Saturday, November 05, 2011

The Madonna of Humility

Niccolò Semitecolo (Nicoletto) (Nicholeto Semitecholo da Venexia)(active 1353 - 1370)
The Madonna of Humility
c. 1370
Tempera on panel
The Basilica of St Anthony of Padua, Padova

Lorenzo Veneziano (active 1357 - 1379)
The Madonna of Humility with Saints Mark and John the Baptist
About 1359/66
Tempera on poplar panel
31 x 57.5 cm
The National Gallery, London

The depiction of the Virgin sitting on the ground was called The Madonna of Humility

It was promoted by the Franciscan order who had a particular calling to the virtue of Humility through their founder

The earliest known painting on this theme is 1346. The two paintings above therefore are early examples of the genre

In Dante`s Purgatory, Purgatory is a steep and high mountain which Dante must ascend to reach Paradise which is at the summit.

On the mountain at differing levels are seven terraces corresponding with the Seven Deadly Sins. On each Terrace, sinners are doing expiation for that particular sin

The First Terrace is that of the Proud, those who lack humility. It is a sin of excessive love of one's own perceived excellence. It is one of the sins which according to Dante arises from love perverted, that is, sins arising from the heart of the sinner being set upon something which is wrong in the eyes of God

Dante and Virgil approach the sinners on the First Terrace. On all the Terraces, the sinners are saying a prayer. On this First Terrace, Dante has recasted The Lord`s Prayer as the expiatory Prayer of the Proud:

"Our Father, who are in heaven, encircled by
nothing except the greater love you have
for the first works that you made there on high,

praised be your name and your power by
every creature, with those thanks that are due
for the sweet emanation that flows from you.

May the peace of your kingdom come to us
who are not able to reach it by ourselves
try as we may, unless it comes to us.

As your angels make sacrifice to you
of their wills singing hosannas, even so
may humans offer their own wills to you.

Give us today the manna of every day
for without it, in this harsh desert we
go backward, straining forward as we may.

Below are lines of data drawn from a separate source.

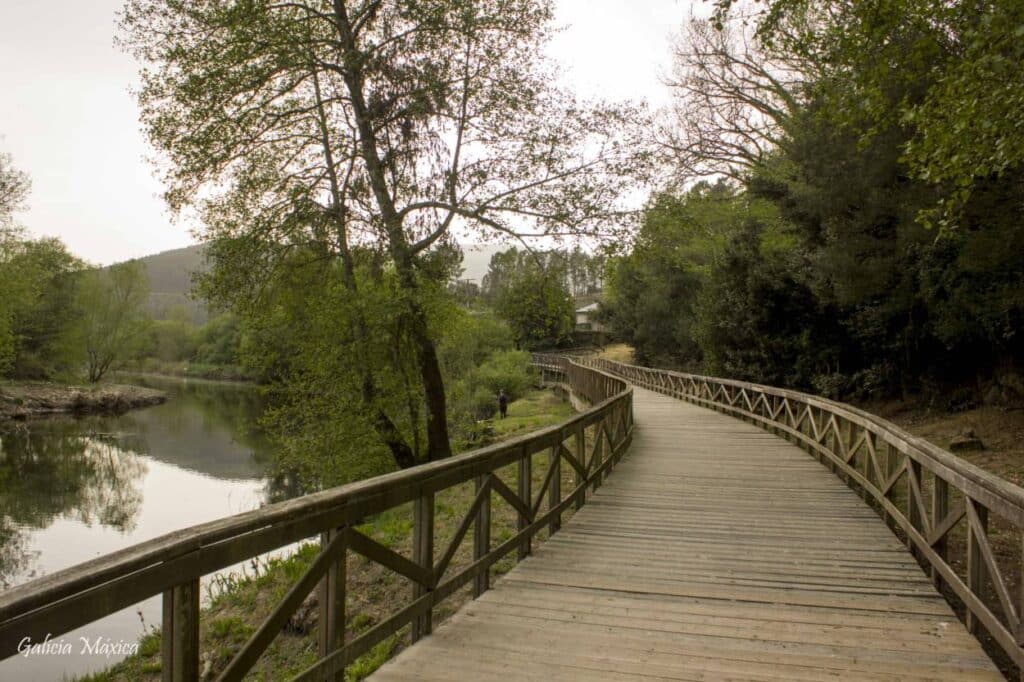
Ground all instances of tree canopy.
[122,0,650,461]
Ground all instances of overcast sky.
[0,0,708,264]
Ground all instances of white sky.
[0,0,696,264]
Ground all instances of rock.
[982,384,1005,404]
[284,590,319,635]
[949,429,985,453]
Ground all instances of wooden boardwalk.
[373,388,1004,682]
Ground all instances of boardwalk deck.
[373,389,1002,682]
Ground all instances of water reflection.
[0,378,300,682]
[0,378,280,587]
[0,420,146,587]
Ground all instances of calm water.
[0,378,295,681]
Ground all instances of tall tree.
[123,0,648,461]
[0,148,32,233]
[73,260,150,383]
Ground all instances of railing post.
[932,476,946,594]
[904,455,924,556]
[880,431,899,520]
[548,433,562,536]
[317,528,348,682]
[516,447,534,561]
[412,493,434,643]
[572,425,587,511]
[161,578,199,682]
[473,474,495,599]
[964,496,988,635]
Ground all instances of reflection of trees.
[119,377,273,479]
[0,420,146,585]
[0,516,33,588]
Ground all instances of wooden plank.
[373,388,1001,682]
[161,579,200,682]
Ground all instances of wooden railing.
[0,358,633,680]
[585,357,1024,670]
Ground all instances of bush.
[467,350,535,402]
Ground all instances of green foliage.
[70,261,150,382]
[0,232,83,379]
[483,249,573,348]
[605,0,1024,397]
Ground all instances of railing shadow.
[569,355,1024,671]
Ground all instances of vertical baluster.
[412,493,434,643]
[161,578,199,682]
[516,450,534,561]
[592,419,604,491]
[317,528,348,682]
[964,496,988,635]
[572,424,587,511]
[473,474,493,598]
[548,440,562,536]
[904,455,924,556]
[932,476,949,590]
[880,431,899,526]
[1014,530,1024,651]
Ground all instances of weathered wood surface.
[373,389,1002,681]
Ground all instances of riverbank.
[0,383,167,421]
[80,390,573,682]
[119,357,257,383]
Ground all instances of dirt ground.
[0,383,167,421]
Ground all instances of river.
[0,377,297,682]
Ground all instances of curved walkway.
[373,388,1004,681]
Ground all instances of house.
[575,301,605,332]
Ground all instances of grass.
[74,390,573,682]
[597,343,633,365]
[863,402,1024,679]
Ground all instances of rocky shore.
[0,383,167,421]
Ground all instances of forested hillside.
[606,0,1024,407]
[132,245,209,325]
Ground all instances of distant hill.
[121,244,509,325]
[131,244,210,325]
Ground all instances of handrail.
[585,356,1024,670]
[0,358,633,680]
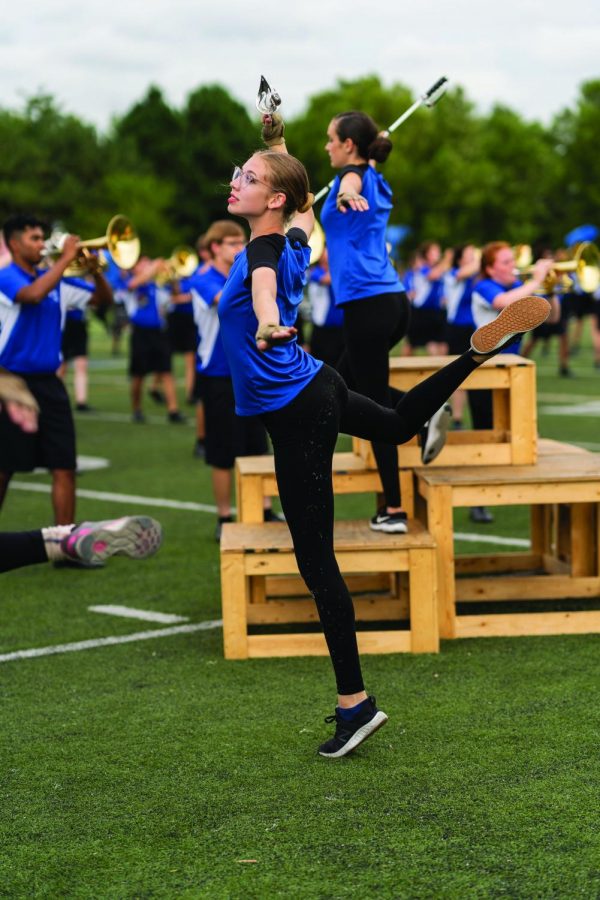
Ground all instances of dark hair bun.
[368,135,394,162]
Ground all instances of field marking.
[540,400,600,416]
[10,481,218,513]
[0,619,223,663]
[454,531,531,548]
[88,604,190,625]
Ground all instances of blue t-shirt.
[0,262,94,375]
[412,266,444,309]
[187,266,231,377]
[218,235,323,416]
[308,265,344,328]
[444,268,475,329]
[471,278,523,353]
[122,279,171,329]
[321,166,404,306]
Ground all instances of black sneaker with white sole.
[319,697,387,759]
[369,506,408,534]
[421,403,452,466]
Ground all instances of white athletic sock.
[42,525,75,562]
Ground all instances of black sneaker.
[148,388,165,406]
[420,403,452,466]
[319,697,387,759]
[369,506,408,534]
[263,509,285,522]
[215,516,233,544]
[469,506,494,525]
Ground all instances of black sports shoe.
[263,509,285,522]
[420,403,452,466]
[319,697,387,759]
[369,506,408,534]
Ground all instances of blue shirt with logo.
[187,266,231,377]
[0,262,94,375]
[321,166,404,306]
[218,237,323,416]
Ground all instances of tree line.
[0,75,600,255]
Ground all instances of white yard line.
[0,619,223,663]
[454,531,531,547]
[10,481,217,513]
[88,604,190,625]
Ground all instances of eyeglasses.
[231,166,275,191]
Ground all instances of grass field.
[0,323,600,900]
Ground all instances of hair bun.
[298,191,315,212]
[368,134,394,162]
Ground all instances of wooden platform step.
[221,521,439,659]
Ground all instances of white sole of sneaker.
[319,710,388,759]
[369,522,408,534]
[471,295,550,356]
[421,403,452,466]
[76,516,162,563]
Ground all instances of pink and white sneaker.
[61,516,162,565]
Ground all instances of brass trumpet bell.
[156,244,199,285]
[518,241,600,294]
[44,215,140,277]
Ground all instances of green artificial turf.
[0,325,600,900]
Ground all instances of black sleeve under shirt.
[246,234,285,275]
[246,228,308,275]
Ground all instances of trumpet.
[517,241,600,294]
[44,215,140,277]
[156,244,199,286]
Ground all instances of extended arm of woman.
[252,266,296,352]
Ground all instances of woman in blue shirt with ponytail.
[218,117,548,758]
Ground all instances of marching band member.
[307,247,344,366]
[218,116,548,758]
[0,216,112,525]
[408,241,453,356]
[174,219,283,541]
[124,257,185,425]
[321,112,445,533]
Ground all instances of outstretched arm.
[252,266,298,351]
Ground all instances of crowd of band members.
[0,214,600,538]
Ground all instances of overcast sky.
[0,0,600,129]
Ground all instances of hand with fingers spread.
[255,322,298,352]
[0,372,40,434]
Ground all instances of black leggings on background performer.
[261,353,478,694]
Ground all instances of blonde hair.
[258,150,315,219]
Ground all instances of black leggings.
[336,291,410,507]
[0,529,48,572]
[261,353,478,694]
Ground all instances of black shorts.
[0,373,76,472]
[446,322,475,356]
[408,306,446,347]
[61,317,88,362]
[167,312,198,353]
[129,325,171,377]
[198,375,268,469]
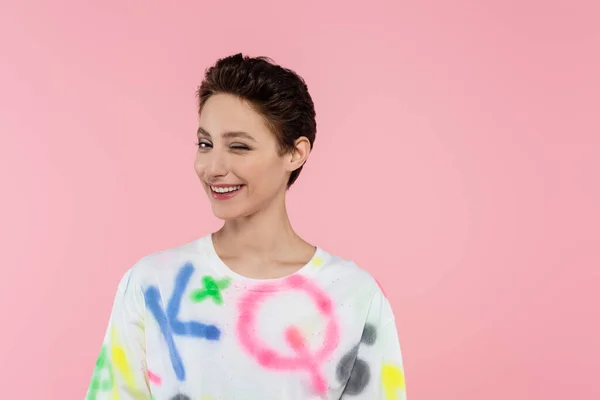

And as we pardon each one for the harm
that we have suffered, in loving-kindness
overlook what we deserve, and pardon us.

Do not oppose to the old adversary
our virtue that gives way so easily
but deliver us from his goading of it.

This last request we make not for ourselves,
dear Lord, who do not need it now for us.
It is for those who remain behind us"

Dante. Purgatory. Canto XI. Lines 1 - 24 (translated by W.S. Merwin)

In these lines we see the influence of St Augustine and St Francis of Assisi.

For St Augustine, one of the indispensable virtues was humility.

In replying in writing to an intelligent young man named Dioscorus, Augustine felt his patience being tested.

He emphatically declared:

"This way is first humility, second humility, third humility and no matter how often you keep asking me I will say the same over and over again." (Augustine, Letter 118)

According to Augustine,in the first three petitions of the Lord’s Prayer the Christian pilgrim asks to be made acceptable to God through a process that begins in this life but which can only be completed in eternity.

"Praised be your name and your power by every creature" is an echo of the first poem of the Italian poetic tradition, a poem written by St. Francis, which is known as the The Canticle of the Sun, also known as the Laudes Creaturarum (Praise of the Creatures)

As St Francis says we are not the most important or the centre of creation, we are like everything else valuable in creation.